Ultimately, the court could weigh in on what Congress intended for the Clean Water Act’s reach, which could in turn limit EPA authority.

“If the Supreme Court wants to finally interpret the Clean Water Act and end all of this, they can,” said Ryan. “They’ve got five votes to say Congress meant when it wrote [WOTUS] what Scalia interpreted it as … that would greatly restrict the scope of the Clean Water Act.”

Jon Devine, director of federal water policy at the Natural Resources Defense Council, said Congress intended the Clean Water Act to protect wetlands and other waters, as it has for decades, because they provide flood protection, habitat, control pollution, and provide for recreation and drinking water. Devine also said the Sackett’s case is a “sweeping request to ignore science and 50 years of precedent under the Act.”

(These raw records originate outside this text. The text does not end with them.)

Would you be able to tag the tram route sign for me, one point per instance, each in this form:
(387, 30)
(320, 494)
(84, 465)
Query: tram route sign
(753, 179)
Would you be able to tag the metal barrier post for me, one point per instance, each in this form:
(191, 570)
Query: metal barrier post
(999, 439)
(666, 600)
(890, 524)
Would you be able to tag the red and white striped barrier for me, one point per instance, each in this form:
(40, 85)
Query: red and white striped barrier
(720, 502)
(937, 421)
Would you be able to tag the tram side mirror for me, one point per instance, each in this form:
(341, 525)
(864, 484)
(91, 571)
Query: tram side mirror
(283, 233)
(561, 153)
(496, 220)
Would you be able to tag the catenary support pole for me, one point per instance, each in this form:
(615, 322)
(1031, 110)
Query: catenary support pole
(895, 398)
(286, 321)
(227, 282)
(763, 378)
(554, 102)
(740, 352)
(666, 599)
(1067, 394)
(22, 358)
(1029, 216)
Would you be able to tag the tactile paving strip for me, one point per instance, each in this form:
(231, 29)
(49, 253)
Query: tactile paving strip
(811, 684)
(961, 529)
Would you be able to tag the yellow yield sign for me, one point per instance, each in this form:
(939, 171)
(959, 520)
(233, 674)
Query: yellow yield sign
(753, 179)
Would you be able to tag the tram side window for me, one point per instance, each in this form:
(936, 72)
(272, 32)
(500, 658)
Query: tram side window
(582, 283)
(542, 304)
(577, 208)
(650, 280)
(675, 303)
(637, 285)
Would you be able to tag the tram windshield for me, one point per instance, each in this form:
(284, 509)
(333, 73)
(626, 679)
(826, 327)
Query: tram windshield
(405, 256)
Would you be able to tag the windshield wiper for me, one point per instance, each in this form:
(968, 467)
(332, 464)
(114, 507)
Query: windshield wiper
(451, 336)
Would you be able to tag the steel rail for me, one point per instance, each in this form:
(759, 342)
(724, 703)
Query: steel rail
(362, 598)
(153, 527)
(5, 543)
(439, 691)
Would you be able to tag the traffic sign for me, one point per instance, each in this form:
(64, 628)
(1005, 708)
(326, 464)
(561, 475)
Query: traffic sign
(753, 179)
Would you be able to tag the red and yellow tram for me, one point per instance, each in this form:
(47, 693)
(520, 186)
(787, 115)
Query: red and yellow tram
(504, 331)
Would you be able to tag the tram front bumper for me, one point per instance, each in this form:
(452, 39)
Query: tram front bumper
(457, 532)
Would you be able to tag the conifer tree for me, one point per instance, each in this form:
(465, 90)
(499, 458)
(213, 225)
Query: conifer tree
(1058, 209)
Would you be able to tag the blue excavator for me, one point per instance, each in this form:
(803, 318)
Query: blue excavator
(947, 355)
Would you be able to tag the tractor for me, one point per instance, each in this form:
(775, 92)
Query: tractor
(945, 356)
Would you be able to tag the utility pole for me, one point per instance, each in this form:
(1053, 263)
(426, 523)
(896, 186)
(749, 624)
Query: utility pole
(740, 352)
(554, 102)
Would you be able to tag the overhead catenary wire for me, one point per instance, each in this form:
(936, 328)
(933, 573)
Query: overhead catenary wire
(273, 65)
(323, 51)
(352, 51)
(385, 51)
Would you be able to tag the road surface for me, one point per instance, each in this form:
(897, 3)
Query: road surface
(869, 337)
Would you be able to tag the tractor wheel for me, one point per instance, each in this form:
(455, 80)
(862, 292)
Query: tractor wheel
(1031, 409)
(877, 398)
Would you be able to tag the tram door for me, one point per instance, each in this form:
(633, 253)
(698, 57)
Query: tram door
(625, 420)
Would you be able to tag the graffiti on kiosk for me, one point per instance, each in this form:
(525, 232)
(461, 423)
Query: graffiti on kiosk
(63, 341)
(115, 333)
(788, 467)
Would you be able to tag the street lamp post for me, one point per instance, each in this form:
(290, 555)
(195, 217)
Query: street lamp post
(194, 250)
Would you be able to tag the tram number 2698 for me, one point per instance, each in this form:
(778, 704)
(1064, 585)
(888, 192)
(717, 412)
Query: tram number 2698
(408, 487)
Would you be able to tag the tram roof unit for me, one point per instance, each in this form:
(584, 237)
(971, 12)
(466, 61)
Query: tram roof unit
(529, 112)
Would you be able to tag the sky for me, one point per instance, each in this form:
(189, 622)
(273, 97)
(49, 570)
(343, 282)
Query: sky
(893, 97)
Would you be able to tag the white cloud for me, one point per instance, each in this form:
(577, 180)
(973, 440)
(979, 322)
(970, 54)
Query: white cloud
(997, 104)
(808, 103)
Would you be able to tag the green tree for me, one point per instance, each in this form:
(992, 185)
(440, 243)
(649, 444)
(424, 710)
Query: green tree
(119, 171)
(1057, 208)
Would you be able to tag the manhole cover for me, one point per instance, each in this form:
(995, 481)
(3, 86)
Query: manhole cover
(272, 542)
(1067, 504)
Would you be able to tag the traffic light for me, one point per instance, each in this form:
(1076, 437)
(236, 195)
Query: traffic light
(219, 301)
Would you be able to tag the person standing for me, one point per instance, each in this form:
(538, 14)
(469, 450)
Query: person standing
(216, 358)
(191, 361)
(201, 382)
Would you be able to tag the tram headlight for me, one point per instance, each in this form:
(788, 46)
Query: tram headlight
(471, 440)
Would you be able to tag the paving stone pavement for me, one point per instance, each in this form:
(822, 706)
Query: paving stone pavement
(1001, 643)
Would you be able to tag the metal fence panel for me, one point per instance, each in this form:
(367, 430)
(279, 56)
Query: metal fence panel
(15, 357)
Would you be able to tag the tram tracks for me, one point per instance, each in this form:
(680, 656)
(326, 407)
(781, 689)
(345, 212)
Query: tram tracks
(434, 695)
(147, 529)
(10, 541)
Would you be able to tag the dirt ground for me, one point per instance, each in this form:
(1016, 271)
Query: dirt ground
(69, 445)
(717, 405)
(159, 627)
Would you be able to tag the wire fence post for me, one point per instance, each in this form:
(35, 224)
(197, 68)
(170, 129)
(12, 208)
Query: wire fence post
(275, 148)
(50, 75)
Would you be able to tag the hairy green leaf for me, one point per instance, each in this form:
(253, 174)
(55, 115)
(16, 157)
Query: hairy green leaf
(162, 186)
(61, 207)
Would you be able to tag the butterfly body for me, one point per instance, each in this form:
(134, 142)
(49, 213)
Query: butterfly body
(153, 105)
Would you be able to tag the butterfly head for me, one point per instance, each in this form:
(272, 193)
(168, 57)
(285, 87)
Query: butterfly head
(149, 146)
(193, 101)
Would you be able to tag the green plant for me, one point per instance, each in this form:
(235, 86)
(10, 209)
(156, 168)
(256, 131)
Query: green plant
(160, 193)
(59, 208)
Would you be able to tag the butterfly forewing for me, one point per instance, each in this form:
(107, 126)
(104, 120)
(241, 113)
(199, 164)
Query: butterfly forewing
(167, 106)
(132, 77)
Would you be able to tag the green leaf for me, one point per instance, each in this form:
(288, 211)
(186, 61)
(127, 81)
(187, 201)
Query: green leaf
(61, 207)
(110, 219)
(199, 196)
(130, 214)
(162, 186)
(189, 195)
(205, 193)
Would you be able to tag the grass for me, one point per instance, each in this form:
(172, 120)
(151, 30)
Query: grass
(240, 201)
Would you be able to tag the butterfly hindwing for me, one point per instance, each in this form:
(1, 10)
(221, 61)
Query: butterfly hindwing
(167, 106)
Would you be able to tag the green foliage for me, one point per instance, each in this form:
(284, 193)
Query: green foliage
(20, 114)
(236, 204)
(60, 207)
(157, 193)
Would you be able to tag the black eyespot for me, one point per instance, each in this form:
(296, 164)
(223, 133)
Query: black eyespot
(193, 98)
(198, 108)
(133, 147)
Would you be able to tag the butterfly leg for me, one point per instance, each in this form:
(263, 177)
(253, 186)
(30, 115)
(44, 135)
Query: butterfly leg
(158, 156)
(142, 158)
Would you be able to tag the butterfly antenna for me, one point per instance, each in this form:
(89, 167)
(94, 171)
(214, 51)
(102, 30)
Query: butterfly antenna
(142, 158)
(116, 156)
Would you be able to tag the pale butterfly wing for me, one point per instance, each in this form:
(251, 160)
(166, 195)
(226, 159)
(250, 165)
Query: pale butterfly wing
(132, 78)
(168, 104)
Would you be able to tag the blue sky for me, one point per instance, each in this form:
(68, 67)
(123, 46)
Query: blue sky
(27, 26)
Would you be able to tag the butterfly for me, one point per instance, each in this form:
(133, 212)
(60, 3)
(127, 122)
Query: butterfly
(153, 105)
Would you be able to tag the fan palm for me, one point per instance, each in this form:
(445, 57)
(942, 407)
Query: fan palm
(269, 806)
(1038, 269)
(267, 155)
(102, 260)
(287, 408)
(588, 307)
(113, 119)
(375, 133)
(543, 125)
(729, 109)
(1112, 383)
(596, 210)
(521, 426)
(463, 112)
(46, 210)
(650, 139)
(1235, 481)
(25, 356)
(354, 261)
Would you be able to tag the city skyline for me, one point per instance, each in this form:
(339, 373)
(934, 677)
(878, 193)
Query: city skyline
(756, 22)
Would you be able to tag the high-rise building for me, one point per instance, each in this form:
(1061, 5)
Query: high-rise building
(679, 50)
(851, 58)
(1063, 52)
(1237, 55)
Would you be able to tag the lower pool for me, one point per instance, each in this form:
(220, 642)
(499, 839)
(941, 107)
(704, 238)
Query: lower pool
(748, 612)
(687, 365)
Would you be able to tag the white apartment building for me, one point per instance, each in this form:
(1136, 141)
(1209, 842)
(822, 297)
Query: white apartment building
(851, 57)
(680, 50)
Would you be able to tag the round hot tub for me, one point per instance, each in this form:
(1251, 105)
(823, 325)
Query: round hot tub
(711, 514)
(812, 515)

Liebesman, a former Department of Justice trial attorney, said he believes EPA will move forward with its rulemaking, noting that whatever the agency comes up with will have to be consistent with the Supreme Court’s ruling.

Also at play, he said, is that the solicitor general will have to provide an interpretation that reflects the Biden administration’s policy, which would likely give weight to Kennedy’s test.

The Supreme Court is expected to hear arguments in Sackett v. EPA next term, which means the justices may not issue their opinion in the case until 2023.

In the meantime, said Peck, the Holland & Hart partner, companies subject to Clean Water Act permitting requirements will have to continue to navigate unsettled questions about when EPA can step in and when it can’t.

“The Supreme Court’s decision is not going to be an end run to avoid a rulemaking, which is more process and more continuation of the road we’ve been on for more than a decade,” she said.